John Kovac, senior director of consumer advertising for the Atlanta-based AutoTrader, says the AJC part of the deal furthers one that AutoTrader did last year to put its functionality on the Web sites of Cox-owned papers like The Palm Beach Post, the Austin American-Statesman and the Dayton Daily News. The Atlanta Journal Constitution is Cox's flagship publication.

"We piloted with those papers, but the Cox radio piece is a different beast," he says. "For the newspapers, we have been able to provide them with classified listings and content in any local markets and also give them a best-of-breed experience for consumers."

Kovac explains that the idea is not to drive consumers to radio stations' Web sites to look for auto listings, but that consumers will discover the auto channels when they are on radio station Web sites for other reasons. "Consumers aren't thinking 'I'm looking for a car so I'll go to '99x.com'; they are driven there by content spoken about on air, or to see what songs are being played, to listen to streaming radio online, or to check out promotional offers. Then they are coming across the auto channel. We get more exposure for cars listed on our site and therefore more exposure for our sellers who list with us; it's a bigger bang."

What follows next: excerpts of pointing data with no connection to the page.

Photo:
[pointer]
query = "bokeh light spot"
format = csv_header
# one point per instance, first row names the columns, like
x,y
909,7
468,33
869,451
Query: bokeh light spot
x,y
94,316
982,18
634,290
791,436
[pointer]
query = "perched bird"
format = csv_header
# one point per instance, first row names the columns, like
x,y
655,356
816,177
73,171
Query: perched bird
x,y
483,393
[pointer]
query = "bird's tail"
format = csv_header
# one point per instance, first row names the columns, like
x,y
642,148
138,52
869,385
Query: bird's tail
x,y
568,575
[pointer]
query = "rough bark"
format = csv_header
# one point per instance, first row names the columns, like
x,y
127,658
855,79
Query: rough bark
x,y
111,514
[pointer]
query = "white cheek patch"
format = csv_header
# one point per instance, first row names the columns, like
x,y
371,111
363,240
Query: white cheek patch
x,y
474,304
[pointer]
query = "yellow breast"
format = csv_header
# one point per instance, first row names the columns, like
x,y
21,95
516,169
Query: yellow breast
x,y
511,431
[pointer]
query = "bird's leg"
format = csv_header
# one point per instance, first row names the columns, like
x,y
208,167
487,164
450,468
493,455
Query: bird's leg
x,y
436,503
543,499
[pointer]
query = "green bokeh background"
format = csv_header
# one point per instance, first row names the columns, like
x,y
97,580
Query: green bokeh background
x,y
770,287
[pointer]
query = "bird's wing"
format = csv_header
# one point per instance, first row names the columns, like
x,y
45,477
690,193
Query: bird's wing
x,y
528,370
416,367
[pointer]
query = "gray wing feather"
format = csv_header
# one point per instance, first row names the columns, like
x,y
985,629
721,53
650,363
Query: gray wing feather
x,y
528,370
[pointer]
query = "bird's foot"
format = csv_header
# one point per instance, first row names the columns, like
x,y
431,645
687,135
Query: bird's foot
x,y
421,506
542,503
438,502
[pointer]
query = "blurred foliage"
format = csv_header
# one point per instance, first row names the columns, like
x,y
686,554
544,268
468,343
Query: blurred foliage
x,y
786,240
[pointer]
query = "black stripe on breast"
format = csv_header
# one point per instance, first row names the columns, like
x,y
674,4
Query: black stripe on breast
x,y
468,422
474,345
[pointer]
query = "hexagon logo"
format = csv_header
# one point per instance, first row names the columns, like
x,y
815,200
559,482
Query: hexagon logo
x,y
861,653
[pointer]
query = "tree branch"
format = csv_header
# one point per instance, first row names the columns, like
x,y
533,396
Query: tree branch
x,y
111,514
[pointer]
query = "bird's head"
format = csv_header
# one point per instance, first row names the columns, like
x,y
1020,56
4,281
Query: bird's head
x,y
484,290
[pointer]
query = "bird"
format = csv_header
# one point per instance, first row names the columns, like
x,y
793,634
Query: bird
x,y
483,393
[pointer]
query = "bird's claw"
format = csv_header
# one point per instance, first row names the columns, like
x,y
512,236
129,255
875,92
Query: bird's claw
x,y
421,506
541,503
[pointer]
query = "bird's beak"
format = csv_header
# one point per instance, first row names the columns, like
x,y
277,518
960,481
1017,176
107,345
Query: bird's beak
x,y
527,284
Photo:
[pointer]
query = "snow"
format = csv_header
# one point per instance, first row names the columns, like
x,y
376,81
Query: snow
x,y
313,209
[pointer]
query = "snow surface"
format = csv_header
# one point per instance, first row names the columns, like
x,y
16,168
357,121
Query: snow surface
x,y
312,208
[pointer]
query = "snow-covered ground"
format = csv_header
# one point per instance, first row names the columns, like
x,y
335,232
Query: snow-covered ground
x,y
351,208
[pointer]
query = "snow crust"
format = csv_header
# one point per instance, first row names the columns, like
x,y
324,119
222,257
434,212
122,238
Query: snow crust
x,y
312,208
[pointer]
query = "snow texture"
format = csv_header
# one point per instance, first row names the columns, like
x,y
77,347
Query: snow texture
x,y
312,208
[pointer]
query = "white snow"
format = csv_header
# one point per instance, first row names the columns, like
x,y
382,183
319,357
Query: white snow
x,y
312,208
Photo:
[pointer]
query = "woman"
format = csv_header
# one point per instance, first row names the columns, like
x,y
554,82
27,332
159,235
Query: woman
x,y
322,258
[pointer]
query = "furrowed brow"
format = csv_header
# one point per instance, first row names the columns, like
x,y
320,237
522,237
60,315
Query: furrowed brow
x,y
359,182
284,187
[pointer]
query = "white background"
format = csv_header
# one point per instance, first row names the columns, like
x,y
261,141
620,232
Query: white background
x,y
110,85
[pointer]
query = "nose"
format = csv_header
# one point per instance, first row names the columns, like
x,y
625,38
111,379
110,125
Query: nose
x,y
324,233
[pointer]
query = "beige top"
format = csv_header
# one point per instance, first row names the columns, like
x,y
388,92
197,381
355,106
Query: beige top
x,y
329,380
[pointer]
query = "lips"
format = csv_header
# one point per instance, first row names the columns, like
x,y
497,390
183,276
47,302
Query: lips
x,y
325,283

Kovac says that AutoTrader is the top classified automotive site and the company's strategy is to focus on that and not expand too much into other areas. "What we are focused on is providing consumers with a really rich, one-stop shop experience, and we are building around that," he says. If there is an expansion strategy, it is to boost AutoTrader's new-car function. The company is in the midst of a major ad campaign and will ramp up media activity on "Monday Night Football."